Table 13 Results of self-distillation with different intermediate classifier structures
Table 14 Results of various self-distillation strategies

When the weight of the distillation loss is greater, the accuracy of Ex8 decreases more significantly. Although the middle layer classifiers are negatively affected by this conflict, they still benefit from knowledge distillation, resulting in minor performance changes. With the SLIC structure, the backbone network of the shallow classifier continues to extract fine-grained features, while its feature reduction layer extracts coarse-grained features. In this scenario, self-distillation does not disrupt the backbone network’s feature extraction, enhancing the accuracy of both Ex8 and the shallow classifiers. These results suggest that self-distillation is effective when conducted within the same hierarchical level but has limitations otherwise. Thus, in designing the SLIC, we use sufficient downsampling operations to balance the predictive performance and efficiency.
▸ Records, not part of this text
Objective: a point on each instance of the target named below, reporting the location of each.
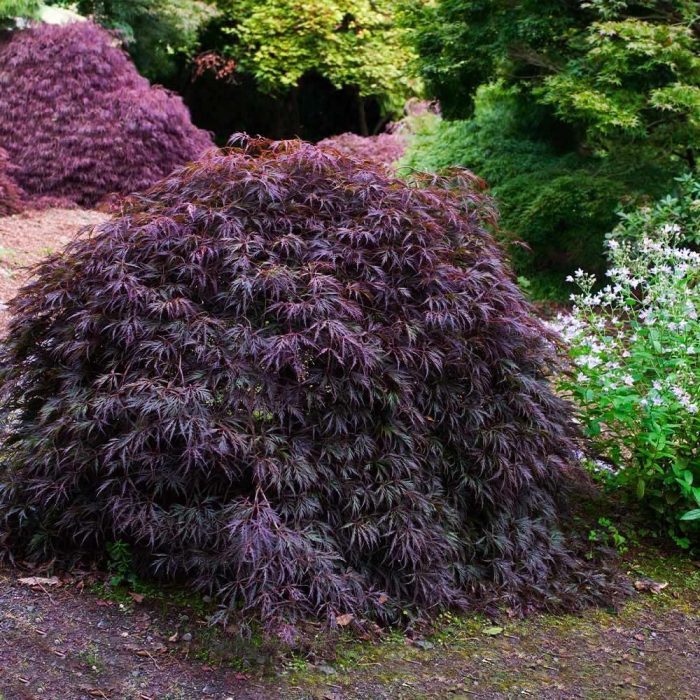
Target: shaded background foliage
(601, 99)
(10, 193)
(289, 378)
(97, 128)
(384, 149)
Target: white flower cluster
(637, 337)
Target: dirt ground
(73, 638)
(27, 237)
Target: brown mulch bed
(28, 237)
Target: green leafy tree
(351, 43)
In contrast, MLCSD dynamically constructs suitable teachers for all the classifiers, even if the classifiers are not at the same level, which can improve the classification performance of each classifier. Applying MLCSD to multi-exit networks with three different intermediate classifier structures shows that it can enhance the classification performance of each classifier. The experimental results in Table 7 demonstrate the superior applicability of the MLCSD.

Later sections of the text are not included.